Invalid payload digest algorithm: ...

Details

The WARC-Block-Digest is an optional parameter indicating the algorithm name and calculated value of a digest applied to the payload referred to or contained by the record - which is not necessarily equivalent to the record block. This error message indicates that the algorithm is not valid. It's also possible that the algorithm is valid, but not supported by the java.io.security.MessageDigest class, that is used to validate. Supported algorithms are: MD2, MD5, SHA-1, SHA-224, SHA-256, SHA-384, SHA-512, SHA-512/224, SHA-512/256. Most web crawlers use SHA-1. The WARC standard recommends no particular algorithm.

Impact

Needs review.

This seems to have little impact, since it's an optional parameter and no particular algorithm is required.

Remediation

You can open a WARC file with a text editor and make some changes in the file.

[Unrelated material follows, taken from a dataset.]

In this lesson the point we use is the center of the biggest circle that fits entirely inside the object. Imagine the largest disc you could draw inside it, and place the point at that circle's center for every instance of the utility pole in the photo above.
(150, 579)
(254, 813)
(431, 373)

An example of a header of a WARC record containing a WARC-Block-Digest:

WARC/1.0
WARC-Type: response
WARC-Target-URI: http://www.archive.org/images/logoc.jpg
WARC-Warcinfo-ID: <urn:uuid:d7ae5c10-e6b3-4d27-967d-34780c58ba39>
WARC-Date: 2006-09-19T17:20:24Z
WARC-Block-Digest: sha1:UZY6ND6CCHXETFVJD2MSS7ZENMWF7KQ2
WARC-Payload-Digest: sha1:CCHXETFVJD2MUZY6ND6SS7ZENMWF7KQ2
WARC-IP-Address: 207.241.233.58
WARC-Record-ID: <urn:uuid:92283950-ef2f-4d72-b224-f54c6ec90bb0>
Content-Type: application/http;msgtype=response
WARC-Identified-Payload-Type: image/jpeg
Content-Length: 1902

When possible, The best option is to create a new WARC file of the website or webpage with a crawler that uses a supported digest algorithm (most crawlers use SHA-1). Another solution would be to remove the WARC-Payload-Digest parameter that's causing the problem. This is probably be the easiest solution.

References

WARC-KB-4

Message

WarcReader has not been properly instantiated.

Details

An error occured while trying to parse the records in the WARC-file.

Impact

The module was unable to complete file characterization or validation.

Remediation

Please report the issue and circumstances to the project for investigation.

WARC-KB-5

Message

Variable message

Details

There is an error in the WARC file. Error messages are generated by JWAT.

Possible error messages:

  • DUPLICATE: entity has more than one value definition
  • ERROR_EXPECTED: entity is erroneous and something else was expected.
  • ERROR: entity is erroneous
  • INVALID: invalid circumstance surrounding the entity, e.g. empty lines before the WARC version
  • INVALID_ENCODING: invalid encoding encountered
  • INVALID_EXPECTED: invalid data, expected something else
  • REQUIRED_INVALID: required entity has an invalid value
  • UNDESIRED_DATA: entitiy is undesired
  • UNKNOWN: entity has an unknown value according to some specification

Impact

The impact will depend on the given error.

Remediation

Some issues, like INVALID can be solved by opening the WARC file with a text editor and remove the invalid data, e.g. removing the empty lines before the WARC version. When possible, The best option is to create a new WARC file of the website or webpage.

References

WARC-KB-6

Message

Variable message

Details

There are some issues with the WARC file that could cause a problem now or in the future. Warning messages are generated by JWAT.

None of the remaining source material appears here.